Methods and Results: A DNA extraction protocol was first selected to obtain PCR-amplifiable metagenomic DNA from a limestone biofilm. Extracted DNA was used to amplify either 16S rRNA genes or ITS regions from prokaryotic and eukaryotic genomes, respectively. Amplified DNAs were subsequently cloned, amplified by colony PCR and screened by restriction analysis [restriction analyses of amplified ribosomal DNA (ARDRA)] for DNA sequencing. Phylogenetic analysis using 16S rDNA sequences showed that predominating bacteria were Alphaproteobacteria belonging to the genera Sphingomonas, Erythrobacter, Porphyrobacter, Rhodopila and Jannashia; Cyanobacteria and Actinobacteria were also identified. Analysis of ITS rDNA sequences revealed the presence of algae of the Chlorophyceae family and fungi related either to Rhinocladiella or to a melanized ascomycete.
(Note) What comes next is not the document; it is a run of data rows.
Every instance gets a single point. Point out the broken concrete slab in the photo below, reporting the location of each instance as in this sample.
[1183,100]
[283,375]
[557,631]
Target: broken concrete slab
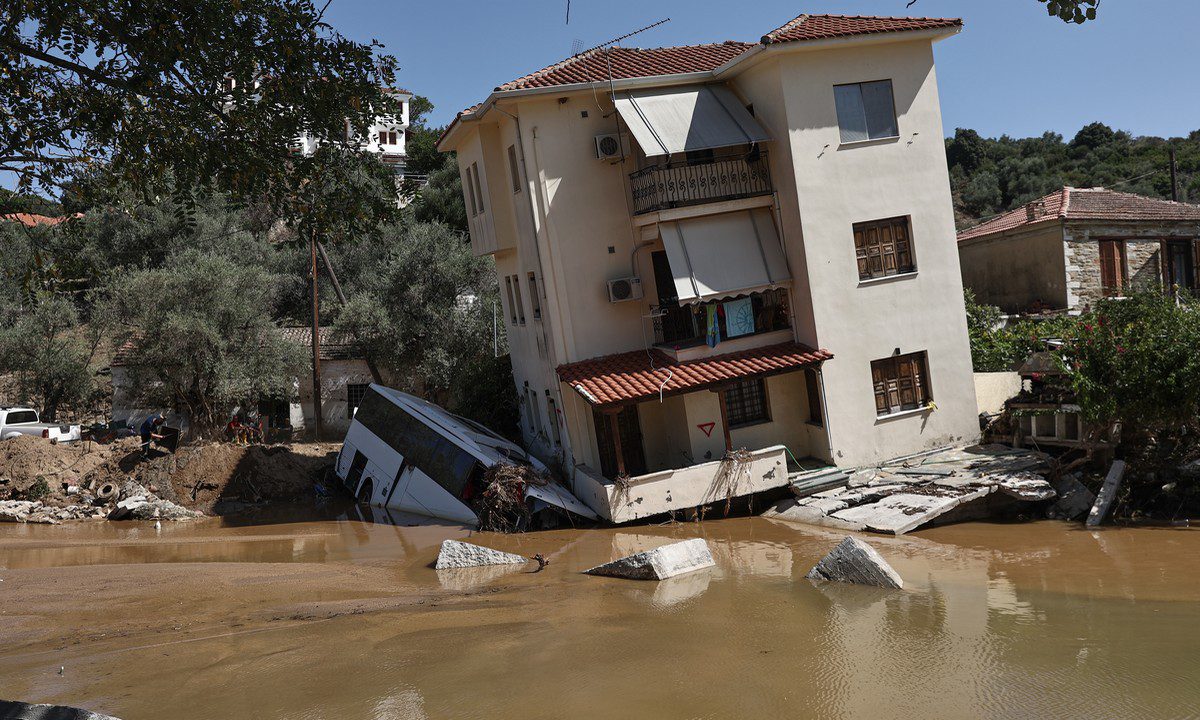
[856,562]
[1074,499]
[456,553]
[789,510]
[904,511]
[660,563]
[934,487]
[1108,493]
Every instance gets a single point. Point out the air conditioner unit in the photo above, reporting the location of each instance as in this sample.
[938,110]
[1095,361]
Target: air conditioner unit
[625,288]
[609,147]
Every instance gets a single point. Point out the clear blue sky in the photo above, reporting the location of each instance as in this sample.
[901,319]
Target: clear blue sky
[1013,70]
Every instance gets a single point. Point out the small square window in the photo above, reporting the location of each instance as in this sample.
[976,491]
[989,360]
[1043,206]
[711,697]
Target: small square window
[354,395]
[901,383]
[865,111]
[883,247]
[745,403]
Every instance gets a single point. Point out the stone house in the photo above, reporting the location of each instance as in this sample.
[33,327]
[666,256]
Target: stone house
[1077,245]
[723,246]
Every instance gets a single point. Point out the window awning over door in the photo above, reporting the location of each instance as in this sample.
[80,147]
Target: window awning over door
[726,255]
[675,120]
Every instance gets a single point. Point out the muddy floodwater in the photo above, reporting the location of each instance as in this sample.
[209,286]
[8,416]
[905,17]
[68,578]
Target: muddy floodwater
[337,619]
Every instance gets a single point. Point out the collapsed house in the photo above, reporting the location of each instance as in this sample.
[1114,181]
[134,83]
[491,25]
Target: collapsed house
[714,247]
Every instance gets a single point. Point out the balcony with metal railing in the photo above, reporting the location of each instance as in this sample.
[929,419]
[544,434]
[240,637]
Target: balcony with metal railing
[691,183]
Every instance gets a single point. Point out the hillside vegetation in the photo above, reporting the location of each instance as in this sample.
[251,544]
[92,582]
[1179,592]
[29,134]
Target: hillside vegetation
[991,175]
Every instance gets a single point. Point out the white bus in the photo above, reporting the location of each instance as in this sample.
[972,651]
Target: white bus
[408,454]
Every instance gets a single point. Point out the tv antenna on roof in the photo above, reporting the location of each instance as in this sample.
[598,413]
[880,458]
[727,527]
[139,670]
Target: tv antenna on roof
[639,31]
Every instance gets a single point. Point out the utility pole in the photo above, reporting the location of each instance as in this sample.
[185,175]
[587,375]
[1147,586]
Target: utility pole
[316,340]
[1175,184]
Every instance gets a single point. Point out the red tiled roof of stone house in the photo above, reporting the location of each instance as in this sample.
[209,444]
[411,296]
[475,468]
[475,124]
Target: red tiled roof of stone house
[1086,203]
[640,375]
[31,219]
[333,346]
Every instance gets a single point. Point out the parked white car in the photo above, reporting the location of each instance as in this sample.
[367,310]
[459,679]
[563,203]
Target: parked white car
[18,421]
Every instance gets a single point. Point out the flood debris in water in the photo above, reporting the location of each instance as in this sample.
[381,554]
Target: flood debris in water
[856,562]
[660,563]
[1108,493]
[456,553]
[945,486]
[23,711]
[1074,499]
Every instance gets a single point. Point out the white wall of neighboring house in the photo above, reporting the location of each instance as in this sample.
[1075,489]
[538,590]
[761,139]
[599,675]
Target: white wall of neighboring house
[571,223]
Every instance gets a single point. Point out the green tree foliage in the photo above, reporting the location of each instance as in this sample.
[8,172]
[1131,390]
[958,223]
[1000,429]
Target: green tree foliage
[426,311]
[996,346]
[1072,11]
[993,175]
[1134,361]
[45,349]
[201,336]
[142,89]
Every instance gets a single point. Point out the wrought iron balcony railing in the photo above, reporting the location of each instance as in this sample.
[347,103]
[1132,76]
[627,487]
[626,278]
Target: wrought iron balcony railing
[681,184]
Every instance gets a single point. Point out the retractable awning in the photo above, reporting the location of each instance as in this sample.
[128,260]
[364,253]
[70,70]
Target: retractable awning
[675,120]
[726,255]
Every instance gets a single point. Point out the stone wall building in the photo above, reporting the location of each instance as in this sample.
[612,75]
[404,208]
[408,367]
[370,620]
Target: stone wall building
[1074,246]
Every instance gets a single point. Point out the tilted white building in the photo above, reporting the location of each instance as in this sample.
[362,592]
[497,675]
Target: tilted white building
[720,246]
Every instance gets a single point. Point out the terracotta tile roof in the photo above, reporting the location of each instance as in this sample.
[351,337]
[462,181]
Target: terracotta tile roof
[333,347]
[1085,203]
[630,63]
[821,27]
[31,219]
[637,375]
[593,65]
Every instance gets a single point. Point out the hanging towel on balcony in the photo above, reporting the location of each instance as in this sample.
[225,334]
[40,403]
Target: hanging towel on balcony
[723,256]
[713,323]
[669,120]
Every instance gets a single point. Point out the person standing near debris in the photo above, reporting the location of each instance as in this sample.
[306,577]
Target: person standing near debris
[149,431]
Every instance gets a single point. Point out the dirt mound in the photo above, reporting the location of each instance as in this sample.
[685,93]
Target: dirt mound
[204,475]
[27,459]
[197,477]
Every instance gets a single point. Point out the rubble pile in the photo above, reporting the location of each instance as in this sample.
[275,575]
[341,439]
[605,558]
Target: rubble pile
[946,486]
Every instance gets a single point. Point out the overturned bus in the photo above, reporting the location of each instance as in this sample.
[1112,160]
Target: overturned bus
[407,454]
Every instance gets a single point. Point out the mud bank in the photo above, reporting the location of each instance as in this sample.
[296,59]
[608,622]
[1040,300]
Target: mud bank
[211,478]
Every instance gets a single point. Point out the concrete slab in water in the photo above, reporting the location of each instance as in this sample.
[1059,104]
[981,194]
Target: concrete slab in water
[659,563]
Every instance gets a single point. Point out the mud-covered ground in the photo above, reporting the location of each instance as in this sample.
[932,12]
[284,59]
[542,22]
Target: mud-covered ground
[213,478]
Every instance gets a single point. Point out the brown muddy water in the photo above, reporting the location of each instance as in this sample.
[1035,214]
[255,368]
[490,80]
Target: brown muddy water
[337,619]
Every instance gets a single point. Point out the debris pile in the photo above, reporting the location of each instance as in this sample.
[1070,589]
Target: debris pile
[54,483]
[502,505]
[660,563]
[856,562]
[940,487]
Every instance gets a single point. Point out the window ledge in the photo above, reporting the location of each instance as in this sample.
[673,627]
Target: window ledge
[903,414]
[871,281]
[869,142]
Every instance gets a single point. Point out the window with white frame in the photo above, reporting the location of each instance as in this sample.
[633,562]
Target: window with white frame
[865,111]
[516,293]
[513,169]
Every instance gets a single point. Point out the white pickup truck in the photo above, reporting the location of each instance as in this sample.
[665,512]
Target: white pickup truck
[18,421]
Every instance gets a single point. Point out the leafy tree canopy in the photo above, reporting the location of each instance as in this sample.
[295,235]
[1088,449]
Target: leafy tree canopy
[203,91]
[991,175]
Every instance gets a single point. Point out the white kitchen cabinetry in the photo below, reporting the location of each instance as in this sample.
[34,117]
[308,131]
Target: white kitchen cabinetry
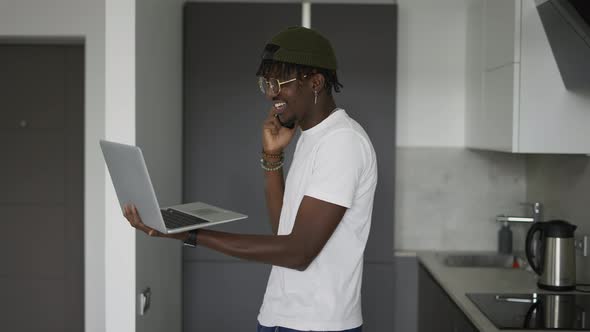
[516,99]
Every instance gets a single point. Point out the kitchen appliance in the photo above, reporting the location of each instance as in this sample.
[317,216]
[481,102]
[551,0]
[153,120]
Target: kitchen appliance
[552,254]
[535,311]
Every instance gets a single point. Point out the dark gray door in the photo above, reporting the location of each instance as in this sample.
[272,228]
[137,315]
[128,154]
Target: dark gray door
[223,118]
[41,188]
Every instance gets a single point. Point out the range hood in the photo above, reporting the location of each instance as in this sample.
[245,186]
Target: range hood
[567,26]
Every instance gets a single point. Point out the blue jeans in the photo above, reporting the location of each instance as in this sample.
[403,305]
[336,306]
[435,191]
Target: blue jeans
[284,329]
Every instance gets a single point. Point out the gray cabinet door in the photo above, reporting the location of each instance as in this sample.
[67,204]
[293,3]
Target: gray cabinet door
[41,188]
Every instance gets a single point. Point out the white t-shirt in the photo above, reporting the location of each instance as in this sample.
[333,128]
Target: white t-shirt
[335,162]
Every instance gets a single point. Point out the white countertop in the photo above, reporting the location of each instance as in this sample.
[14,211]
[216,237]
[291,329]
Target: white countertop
[458,281]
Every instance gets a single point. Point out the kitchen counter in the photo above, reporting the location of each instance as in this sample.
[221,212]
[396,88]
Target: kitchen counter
[457,281]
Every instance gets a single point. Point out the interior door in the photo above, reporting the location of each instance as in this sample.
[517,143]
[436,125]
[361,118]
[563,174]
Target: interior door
[41,187]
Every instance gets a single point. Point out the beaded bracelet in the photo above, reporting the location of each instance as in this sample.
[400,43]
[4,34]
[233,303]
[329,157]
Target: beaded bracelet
[270,155]
[271,163]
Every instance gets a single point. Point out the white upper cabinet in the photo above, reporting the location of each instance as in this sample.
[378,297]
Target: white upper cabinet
[516,99]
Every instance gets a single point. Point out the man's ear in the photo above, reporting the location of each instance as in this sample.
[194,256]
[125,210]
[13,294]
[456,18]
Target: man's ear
[317,82]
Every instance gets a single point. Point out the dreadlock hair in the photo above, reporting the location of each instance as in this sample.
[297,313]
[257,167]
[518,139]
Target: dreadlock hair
[286,69]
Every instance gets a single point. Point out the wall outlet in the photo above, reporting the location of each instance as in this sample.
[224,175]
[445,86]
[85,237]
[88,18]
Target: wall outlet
[581,244]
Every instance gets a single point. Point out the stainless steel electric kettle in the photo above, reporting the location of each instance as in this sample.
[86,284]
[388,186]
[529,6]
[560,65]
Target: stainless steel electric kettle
[552,254]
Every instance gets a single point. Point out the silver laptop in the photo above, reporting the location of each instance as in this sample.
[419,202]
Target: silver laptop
[133,185]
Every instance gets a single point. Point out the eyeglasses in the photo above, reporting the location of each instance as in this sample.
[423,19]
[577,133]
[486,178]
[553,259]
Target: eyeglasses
[272,86]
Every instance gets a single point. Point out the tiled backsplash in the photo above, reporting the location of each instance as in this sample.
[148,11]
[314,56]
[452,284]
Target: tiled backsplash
[562,184]
[447,198]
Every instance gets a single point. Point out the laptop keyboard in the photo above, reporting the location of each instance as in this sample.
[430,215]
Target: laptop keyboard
[176,219]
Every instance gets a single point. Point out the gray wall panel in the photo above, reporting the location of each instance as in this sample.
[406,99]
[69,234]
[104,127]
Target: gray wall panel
[223,296]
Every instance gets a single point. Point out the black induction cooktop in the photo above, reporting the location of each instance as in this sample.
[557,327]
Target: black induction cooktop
[536,311]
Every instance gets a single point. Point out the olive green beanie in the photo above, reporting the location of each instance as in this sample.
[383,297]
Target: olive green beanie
[301,46]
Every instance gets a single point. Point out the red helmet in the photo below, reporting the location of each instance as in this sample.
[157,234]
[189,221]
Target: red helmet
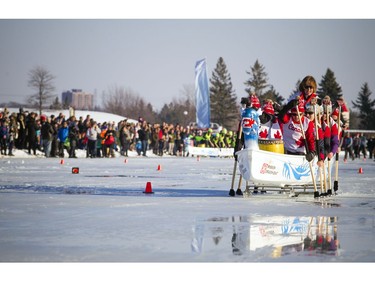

Statistical analysis showed that the specific richness evidenced was representative of the original sampled biofilm.
Conclusions: The molecular methodology developed here constitutes a valuable tool to investigate the genetic diversity of microbial biofilms from building stone.
Significance and Impact of the Study: The easy-to-run molecular method described here has practical importance to establish microbiological diagnosis and to define strategies for protection and restoration of stone surfaces.